Posted by Ezra Glenn on February 03, 2012
Film / No Comments

As part of last month’s noon-to-midnight Urban Planning Movie Marathon, we screened Waste Land, which has already won a number of awards, including the 2010 Audience Award for Best World Cinema Documentary at Sundance, an Oscar nomination for Best Documentary Feature, and the Amnesty International Human Rights Film Award given out in Berlin. It is really a great movie: clever dialog, complex characters, a well-paced story that develops over the course of the film in unpredictable ways, a compelling (but not overpowering) soundtrack, and stunning camerawork that makes great use of the entire screen. Added to all of this, it calls attention to a global policy problem that is all-too-easy to ignore: what happens to the waste we all create, and what are the environmental and human consequences of our very way of life.

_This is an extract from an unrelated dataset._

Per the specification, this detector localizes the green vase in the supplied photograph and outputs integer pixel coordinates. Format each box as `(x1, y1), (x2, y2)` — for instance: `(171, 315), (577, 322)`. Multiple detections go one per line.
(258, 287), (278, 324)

The film follows Brazilian-born Brooklyn artist Vik Muniz as he travels to “Jardim Gramacho,” a sprawling landfill located outside of Rio de Janeiro. He’s a fun, interesting protagonist – clearly believing in the importance of his work but also able to see the absurdity in the entire world of art – and he seems comfortable navigating easily between the slums of Rio and the art galleries of London. Early in the film he dreams up the crazy idea of making portraits of Gramacho’s garbage pickers – not with film or paint, but by literally drawing them in garbage.